Çakırcı, üç beş kişi tarafından yakalanıp da kazığa oturtulacağı sırada şöyle bir silkindi, herifleri bir tarafa itti, kendinden beş on metre uzakta duran voyvodaya doğru elini uzattı:

“Bre kahpe oğlu!” dedi. “İyi yapıyorsun! Domuz yavrusunu besleyenlerin cezası işte böyle dişlenmek, ısırılmaktır. Otuz yıl önce sen benim elimdeydin, bir enüktün. Seni hoş tutup incitmedim, yedirip içirttim. Şimdi o alıklığımın karşılığını görüyorum. Kazığa değil, cehennem çatalına beni vursan haklısın. Lakin unutma ki Türkler öç almayı bilirler!”17

Vlad bağırdı:

“Söyletmeyin, kazıklayın!”

Korucular, kürklü kaftanıyla, iri kavuğu ile Çakırcı’yı o uzun kazığa oturttular, arkasından Yunus Bey’i de kazıkladılar. Fakat bu işlerin olabilmesini sarsak düşüncesiyle mümkün kılmış olan Rum’dan dönme kâtibin ancak ölüsü kazığa vurulmuştu. Çünkü o, Çakırcı’nın öldürüldüğünü seyrederken korkudan can vermişti, korucuların kucağına yığılıp kalmıştı.
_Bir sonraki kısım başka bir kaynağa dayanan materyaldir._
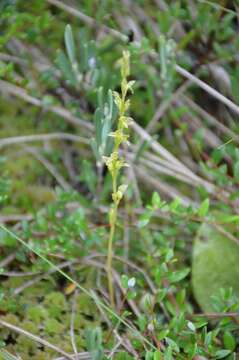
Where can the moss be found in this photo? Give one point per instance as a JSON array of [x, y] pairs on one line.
[[215, 265]]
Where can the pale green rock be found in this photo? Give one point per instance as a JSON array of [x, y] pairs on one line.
[[215, 265]]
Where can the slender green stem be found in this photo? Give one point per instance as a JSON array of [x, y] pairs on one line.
[[109, 264], [115, 163]]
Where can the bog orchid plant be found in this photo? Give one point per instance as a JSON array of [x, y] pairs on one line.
[[115, 162]]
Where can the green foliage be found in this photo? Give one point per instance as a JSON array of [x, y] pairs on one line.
[[214, 266]]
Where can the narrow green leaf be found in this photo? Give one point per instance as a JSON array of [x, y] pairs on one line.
[[203, 209], [69, 42]]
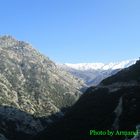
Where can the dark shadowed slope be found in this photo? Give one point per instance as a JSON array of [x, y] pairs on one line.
[[112, 107]]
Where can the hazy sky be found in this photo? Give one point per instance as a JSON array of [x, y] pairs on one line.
[[75, 30]]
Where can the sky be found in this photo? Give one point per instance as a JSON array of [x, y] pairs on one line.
[[75, 31]]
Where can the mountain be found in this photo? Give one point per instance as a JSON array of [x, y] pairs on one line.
[[113, 105], [93, 73], [31, 87]]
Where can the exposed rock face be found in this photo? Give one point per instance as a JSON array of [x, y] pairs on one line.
[[32, 83], [113, 105]]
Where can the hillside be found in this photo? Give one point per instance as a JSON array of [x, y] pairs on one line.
[[31, 86], [113, 105]]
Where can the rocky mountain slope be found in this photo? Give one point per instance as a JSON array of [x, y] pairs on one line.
[[113, 105], [31, 87], [93, 73]]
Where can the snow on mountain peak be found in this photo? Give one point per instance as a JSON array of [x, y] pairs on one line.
[[98, 66]]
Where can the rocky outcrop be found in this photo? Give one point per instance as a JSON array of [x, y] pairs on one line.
[[113, 105], [31, 83]]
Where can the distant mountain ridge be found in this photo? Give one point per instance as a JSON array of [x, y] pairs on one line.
[[31, 87], [94, 73], [112, 105]]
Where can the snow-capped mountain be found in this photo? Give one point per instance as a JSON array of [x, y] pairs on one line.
[[94, 73]]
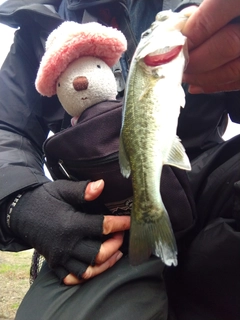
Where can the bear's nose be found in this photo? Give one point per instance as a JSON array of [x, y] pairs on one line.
[[80, 83]]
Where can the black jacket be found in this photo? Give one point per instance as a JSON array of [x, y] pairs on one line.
[[26, 117]]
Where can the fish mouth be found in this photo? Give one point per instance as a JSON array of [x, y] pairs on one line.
[[158, 57]]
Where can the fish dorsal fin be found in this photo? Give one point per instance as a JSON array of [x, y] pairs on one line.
[[177, 156]]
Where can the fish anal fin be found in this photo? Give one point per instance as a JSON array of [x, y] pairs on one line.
[[123, 159], [152, 238], [177, 156]]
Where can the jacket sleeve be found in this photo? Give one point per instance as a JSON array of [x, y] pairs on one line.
[[25, 116]]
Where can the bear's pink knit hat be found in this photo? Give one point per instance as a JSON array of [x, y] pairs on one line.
[[71, 41]]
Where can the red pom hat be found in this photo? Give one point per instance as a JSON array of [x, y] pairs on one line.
[[71, 41]]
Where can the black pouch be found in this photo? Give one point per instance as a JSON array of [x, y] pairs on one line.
[[89, 150]]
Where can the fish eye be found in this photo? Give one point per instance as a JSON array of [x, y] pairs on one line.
[[145, 34]]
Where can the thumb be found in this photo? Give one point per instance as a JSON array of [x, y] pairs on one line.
[[93, 190]]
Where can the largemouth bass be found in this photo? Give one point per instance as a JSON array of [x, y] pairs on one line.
[[148, 137]]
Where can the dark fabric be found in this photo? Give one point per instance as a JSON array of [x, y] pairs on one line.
[[206, 284], [50, 219], [122, 292]]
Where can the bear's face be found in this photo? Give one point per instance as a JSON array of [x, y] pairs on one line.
[[85, 82]]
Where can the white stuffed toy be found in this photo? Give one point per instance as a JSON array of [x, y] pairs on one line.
[[77, 65]]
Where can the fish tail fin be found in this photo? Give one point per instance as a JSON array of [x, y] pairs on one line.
[[178, 157], [156, 238], [123, 159]]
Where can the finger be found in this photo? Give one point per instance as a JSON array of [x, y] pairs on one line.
[[205, 22], [71, 280], [109, 253], [109, 248], [113, 224], [93, 190], [225, 75], [93, 271], [222, 48]]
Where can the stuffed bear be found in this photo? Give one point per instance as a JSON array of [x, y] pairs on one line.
[[77, 65]]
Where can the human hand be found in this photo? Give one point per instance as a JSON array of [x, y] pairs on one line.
[[214, 47], [50, 219]]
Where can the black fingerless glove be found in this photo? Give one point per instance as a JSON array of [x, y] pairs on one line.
[[49, 219]]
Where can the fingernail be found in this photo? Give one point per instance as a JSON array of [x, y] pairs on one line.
[[195, 89], [119, 256], [96, 184]]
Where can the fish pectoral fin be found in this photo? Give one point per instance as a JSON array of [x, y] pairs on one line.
[[123, 159], [156, 238], [177, 156]]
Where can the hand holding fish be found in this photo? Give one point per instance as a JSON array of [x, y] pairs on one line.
[[213, 33], [109, 252]]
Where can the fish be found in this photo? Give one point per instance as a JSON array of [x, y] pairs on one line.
[[148, 140]]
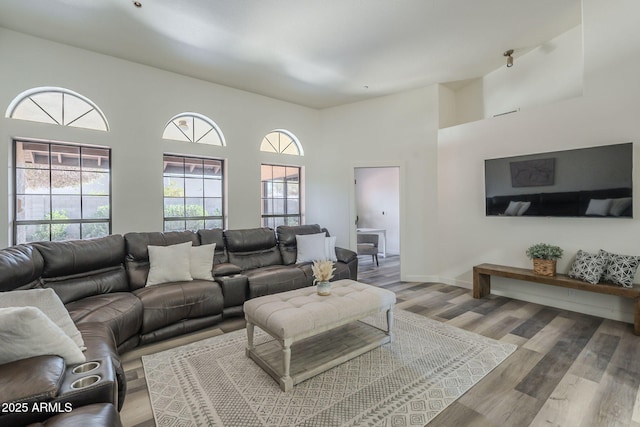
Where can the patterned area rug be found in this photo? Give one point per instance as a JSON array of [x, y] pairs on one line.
[[404, 383]]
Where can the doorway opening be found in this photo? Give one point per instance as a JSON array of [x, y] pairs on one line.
[[377, 199]]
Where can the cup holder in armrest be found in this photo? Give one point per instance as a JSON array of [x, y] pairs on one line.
[[85, 382], [86, 367]]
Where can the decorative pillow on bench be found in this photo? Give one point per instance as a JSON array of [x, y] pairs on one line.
[[589, 267], [621, 269]]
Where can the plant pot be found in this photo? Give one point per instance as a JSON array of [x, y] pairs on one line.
[[324, 288], [544, 267]]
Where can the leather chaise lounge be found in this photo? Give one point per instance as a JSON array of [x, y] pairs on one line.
[[102, 283]]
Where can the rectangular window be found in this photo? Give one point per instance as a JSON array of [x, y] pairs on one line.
[[193, 193], [61, 191], [280, 195]]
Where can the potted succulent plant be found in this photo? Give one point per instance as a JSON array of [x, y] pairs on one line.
[[322, 273], [544, 258]]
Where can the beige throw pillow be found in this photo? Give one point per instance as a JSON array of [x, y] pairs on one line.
[[169, 264], [27, 332], [201, 261], [50, 304]]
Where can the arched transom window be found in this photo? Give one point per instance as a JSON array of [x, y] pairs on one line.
[[281, 141], [193, 127], [57, 106]]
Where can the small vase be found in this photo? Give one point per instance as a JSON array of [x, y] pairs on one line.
[[324, 288], [544, 267]]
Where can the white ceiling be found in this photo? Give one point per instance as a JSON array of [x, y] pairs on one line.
[[318, 53]]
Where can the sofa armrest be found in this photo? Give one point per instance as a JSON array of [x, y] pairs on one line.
[[31, 380], [226, 269], [101, 344], [345, 255]]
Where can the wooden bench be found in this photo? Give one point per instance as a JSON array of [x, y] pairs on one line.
[[482, 285]]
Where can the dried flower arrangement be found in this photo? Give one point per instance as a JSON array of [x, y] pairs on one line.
[[322, 270]]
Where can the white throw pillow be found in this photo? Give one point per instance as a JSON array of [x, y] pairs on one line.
[[512, 209], [598, 207], [201, 261], [169, 264], [50, 304], [330, 248], [310, 247], [27, 332]]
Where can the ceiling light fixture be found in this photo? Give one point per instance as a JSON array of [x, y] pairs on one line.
[[509, 57]]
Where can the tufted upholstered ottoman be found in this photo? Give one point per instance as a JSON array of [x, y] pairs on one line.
[[320, 331]]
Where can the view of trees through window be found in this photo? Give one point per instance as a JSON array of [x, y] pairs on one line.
[[193, 193], [280, 195], [61, 191]]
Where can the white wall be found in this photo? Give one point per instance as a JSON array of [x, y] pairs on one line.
[[378, 203], [138, 101], [546, 74], [606, 114], [396, 130]]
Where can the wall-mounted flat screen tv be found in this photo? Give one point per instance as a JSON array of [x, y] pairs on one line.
[[587, 182]]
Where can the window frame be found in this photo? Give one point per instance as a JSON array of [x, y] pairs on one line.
[[280, 150], [50, 222], [264, 218], [191, 138], [29, 93], [204, 218]]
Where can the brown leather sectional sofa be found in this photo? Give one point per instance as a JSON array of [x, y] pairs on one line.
[[102, 284]]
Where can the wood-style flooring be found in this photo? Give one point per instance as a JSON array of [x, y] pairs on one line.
[[570, 369]]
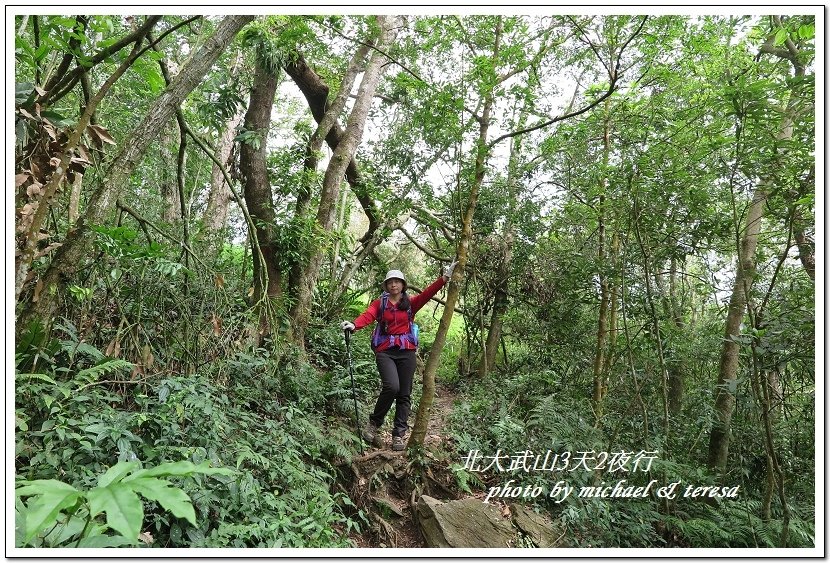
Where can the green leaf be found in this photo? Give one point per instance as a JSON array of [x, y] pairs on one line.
[[43, 512], [42, 486], [179, 469], [122, 507], [116, 472], [807, 31], [105, 541], [39, 376], [169, 497]]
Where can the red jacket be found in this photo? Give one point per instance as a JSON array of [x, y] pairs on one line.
[[397, 321]]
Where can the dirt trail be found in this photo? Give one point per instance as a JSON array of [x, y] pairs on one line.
[[386, 484]]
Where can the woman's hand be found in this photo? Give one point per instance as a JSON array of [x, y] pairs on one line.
[[449, 270]]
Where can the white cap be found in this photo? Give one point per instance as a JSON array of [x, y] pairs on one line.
[[394, 274]]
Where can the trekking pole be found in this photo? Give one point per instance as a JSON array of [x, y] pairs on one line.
[[348, 335]]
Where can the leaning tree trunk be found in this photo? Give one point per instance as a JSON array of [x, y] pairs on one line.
[[316, 91], [335, 171], [419, 428], [71, 256], [720, 434], [215, 218], [257, 194], [315, 143]]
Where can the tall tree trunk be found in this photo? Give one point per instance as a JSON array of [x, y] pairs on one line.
[[419, 428], [327, 122], [500, 297], [600, 351], [676, 362], [258, 196], [720, 434], [335, 171], [316, 93], [75, 249], [168, 177], [216, 212]]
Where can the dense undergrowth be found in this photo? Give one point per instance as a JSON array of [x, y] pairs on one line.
[[277, 423], [534, 409]]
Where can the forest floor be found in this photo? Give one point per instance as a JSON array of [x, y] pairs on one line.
[[386, 485]]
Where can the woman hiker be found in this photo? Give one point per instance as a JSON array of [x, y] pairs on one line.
[[394, 342]]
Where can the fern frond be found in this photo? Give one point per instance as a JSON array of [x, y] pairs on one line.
[[110, 366]]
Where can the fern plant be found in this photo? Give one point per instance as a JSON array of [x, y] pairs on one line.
[[58, 514]]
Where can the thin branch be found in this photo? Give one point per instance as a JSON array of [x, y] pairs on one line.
[[613, 76], [138, 217], [373, 47], [422, 248]]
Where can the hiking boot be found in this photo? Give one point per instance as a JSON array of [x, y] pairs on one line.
[[369, 432]]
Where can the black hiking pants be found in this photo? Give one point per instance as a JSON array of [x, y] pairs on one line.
[[396, 367]]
Bu iş de bittikten sonra voyvoda emir verdi, halk dağıldı ve ölüler yerlerinde bırakılarak Bükreş’e dönüldü. Demitriyos Yaksiç’in, afyon karışık şarap sunarak, saz çaldırıp köçek oynatarak sızdırmak suretiyle yakaladığı paşa alayından sağ kalan yalnız küçük Mustafa idi, oda Yaksiç’in yanı başında, fakat yaya olarak şehre götürülüyordu.

KÜÇÜK AKINCI

Topkapı Sarayı henüz yapılıyordu. Fatih Sultan Mehmet şimdiki üniversitenin bulunduğu yerde yapılmış olan eski sarayda oturuyordu. Sadrazam Mahmut Paşa saraya geldi. Eflak işleri hakkında önemli haberler getirdiğini söyleyerek hünkârın yanına girdi.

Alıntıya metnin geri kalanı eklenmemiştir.